Performance of the analyzed applications under different performance requirements. On the x-axis the performance requirements expressed as a percentage of the maximum performance. On the y-axis the obtained performance normalized with respect to the requirement (i.e. values higher than one mean that Nornir was able to satisfy the requirement).

We report in Fig. 3 the results of this evaluation for performance requirements. We show on the x-axis the performance requirements expressed as a percentage of the maximum performance. On the y-axis we show the obtained performance normalized with respect to the requirement. Namely, 1.0 represents the requirement and values higher or equal than one mean that Nornir was able to satisfy the requirement. As shown in the plot, we were able to run the application so that its throughput is higher or equal than that required by the user. In almost all the cases (with the exception of bt and cg on the \(40\%\) requirement), the achieved throughput was at most \(20\%\) higher than the user requirement.

Fig. 4.
figure 4

Power consumption of the analyzed applications under different power consumption requirements. On the x-axis the power consumption requirements expressed as a percentage of the maximum power consumption. On the y-axis the obtained power consumption normalized with respect to the requirement (i.e. values lower than one mean that Nornir was able to satisfy the requirement).

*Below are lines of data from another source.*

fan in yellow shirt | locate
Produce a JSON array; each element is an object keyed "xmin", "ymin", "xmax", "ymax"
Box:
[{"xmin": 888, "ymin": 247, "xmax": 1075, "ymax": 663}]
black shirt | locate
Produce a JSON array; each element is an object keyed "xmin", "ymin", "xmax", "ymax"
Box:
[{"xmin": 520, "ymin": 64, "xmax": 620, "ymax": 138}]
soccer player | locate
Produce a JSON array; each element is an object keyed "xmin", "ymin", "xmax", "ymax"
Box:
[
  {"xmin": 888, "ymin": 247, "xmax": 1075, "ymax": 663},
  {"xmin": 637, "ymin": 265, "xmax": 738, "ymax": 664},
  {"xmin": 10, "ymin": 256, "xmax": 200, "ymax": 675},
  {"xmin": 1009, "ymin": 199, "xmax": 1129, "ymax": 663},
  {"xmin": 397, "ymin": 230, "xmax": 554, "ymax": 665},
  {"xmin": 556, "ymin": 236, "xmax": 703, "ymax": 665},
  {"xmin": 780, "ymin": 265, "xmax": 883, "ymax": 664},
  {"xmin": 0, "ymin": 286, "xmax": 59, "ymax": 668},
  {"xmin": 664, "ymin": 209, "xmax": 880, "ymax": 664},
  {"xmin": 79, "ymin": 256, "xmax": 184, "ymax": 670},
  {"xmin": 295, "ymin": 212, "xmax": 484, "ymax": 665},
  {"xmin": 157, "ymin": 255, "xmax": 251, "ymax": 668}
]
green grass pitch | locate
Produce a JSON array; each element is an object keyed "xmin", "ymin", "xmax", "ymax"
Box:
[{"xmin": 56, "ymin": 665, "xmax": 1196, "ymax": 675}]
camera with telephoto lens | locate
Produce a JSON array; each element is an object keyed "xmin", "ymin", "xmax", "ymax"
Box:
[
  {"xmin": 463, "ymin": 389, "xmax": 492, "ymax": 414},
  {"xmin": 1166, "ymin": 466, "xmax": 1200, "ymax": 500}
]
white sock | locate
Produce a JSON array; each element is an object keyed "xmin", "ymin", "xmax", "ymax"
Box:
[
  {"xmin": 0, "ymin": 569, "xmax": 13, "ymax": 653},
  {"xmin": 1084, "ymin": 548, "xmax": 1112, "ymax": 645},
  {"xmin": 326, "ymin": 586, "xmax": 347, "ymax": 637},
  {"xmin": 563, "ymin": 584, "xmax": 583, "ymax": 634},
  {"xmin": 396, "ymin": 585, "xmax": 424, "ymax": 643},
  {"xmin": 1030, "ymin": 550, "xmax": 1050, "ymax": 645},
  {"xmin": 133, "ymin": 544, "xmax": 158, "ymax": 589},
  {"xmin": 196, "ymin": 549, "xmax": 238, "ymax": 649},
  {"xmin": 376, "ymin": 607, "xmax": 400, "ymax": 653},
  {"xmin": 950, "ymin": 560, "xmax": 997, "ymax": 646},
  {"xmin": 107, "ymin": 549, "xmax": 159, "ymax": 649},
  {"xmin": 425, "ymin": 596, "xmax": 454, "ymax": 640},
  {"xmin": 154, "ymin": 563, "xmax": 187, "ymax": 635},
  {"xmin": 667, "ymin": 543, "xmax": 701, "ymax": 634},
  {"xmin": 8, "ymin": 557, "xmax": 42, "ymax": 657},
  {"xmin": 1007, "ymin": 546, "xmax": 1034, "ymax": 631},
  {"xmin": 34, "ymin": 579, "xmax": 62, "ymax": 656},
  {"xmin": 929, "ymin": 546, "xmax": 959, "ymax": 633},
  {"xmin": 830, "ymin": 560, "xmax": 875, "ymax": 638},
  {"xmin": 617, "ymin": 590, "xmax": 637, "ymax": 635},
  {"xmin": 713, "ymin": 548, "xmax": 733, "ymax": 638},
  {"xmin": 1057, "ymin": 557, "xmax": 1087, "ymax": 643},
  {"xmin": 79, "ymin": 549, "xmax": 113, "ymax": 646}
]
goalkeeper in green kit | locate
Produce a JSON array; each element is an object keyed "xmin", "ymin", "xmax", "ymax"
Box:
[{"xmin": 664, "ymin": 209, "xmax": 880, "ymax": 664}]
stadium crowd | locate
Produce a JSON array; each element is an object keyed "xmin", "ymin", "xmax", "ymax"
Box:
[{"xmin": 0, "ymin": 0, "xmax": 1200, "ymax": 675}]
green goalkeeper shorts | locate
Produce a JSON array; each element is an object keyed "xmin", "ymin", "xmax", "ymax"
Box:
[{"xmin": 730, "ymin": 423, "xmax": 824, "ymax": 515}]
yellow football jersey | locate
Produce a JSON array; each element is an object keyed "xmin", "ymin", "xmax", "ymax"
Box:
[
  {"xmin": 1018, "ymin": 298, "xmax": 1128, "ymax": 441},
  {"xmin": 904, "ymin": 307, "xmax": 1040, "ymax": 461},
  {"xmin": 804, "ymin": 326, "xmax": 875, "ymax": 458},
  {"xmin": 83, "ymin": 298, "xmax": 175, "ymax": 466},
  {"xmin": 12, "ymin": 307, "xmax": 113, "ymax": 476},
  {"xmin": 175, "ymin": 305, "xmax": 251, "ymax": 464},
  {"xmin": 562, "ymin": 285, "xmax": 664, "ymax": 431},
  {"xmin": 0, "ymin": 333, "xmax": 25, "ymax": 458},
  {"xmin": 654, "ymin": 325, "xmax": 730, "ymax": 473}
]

Similarly, in Fig. 4 we report the results of the evaluation for power consumption requirements. We show on the x-axis the power consumption requirements expressed as a percentage of the maximum power consumption. On the y-axis we report the obtained power consumption normalized with respect to the requirement. Namely, 1.0 represents the requirement and values lower or equal than one mean that Nornir was able to satisfy the power consumption requirement. Also in this case we were able to correctly enforce the user requirements, having a power consumption which is always lower or equal to that specified by the user. In all the cases except one (blackscholes for the 100% requirement), Nornir was able to find a configuration characterized by a power consumption at most \(5\%\) lower than that required by the user.

6 Conclusions and Future Work

When designing autonomic solutions, a relevant design decision is related to the way in which the application performance is monitored. Several solutions are possible, each requiring a different effort to the application programmer. In this work we analyze the possibility to intercept different events in OpenMP applications to track their performance. Such solution would not require any effort to the application programmer.

To implement this process we relied on the OMPT API, which allowed us to track OpenMP applications and to interface them to the Nornir framework, allowing us to transparently set arbitrary performance and power consumption requirements on existing applications. To correctly monitor applications composed of a single parallel loop, we modified the OMPT backend to also track the scheduling of chunks of iterations in parallel loops. Moreover, all the developed code has been integrated into Nornir, which is a publicly available open-source framework. Eventually, we showed that the introduced performance overhead is negligible and that we can correctly enforce arbitrary requirements.

In the future, we would like to extend the interaction with OpenMP also to the execute phase of the MAPE loop, by dynamically changing the number of threads used by the OpenMP runtime. Moreover, we would like to monitor the performance at a finer granularity, for example by intercepting individual iterations of the parallel loop rather than the scheduling of chunks of iterations.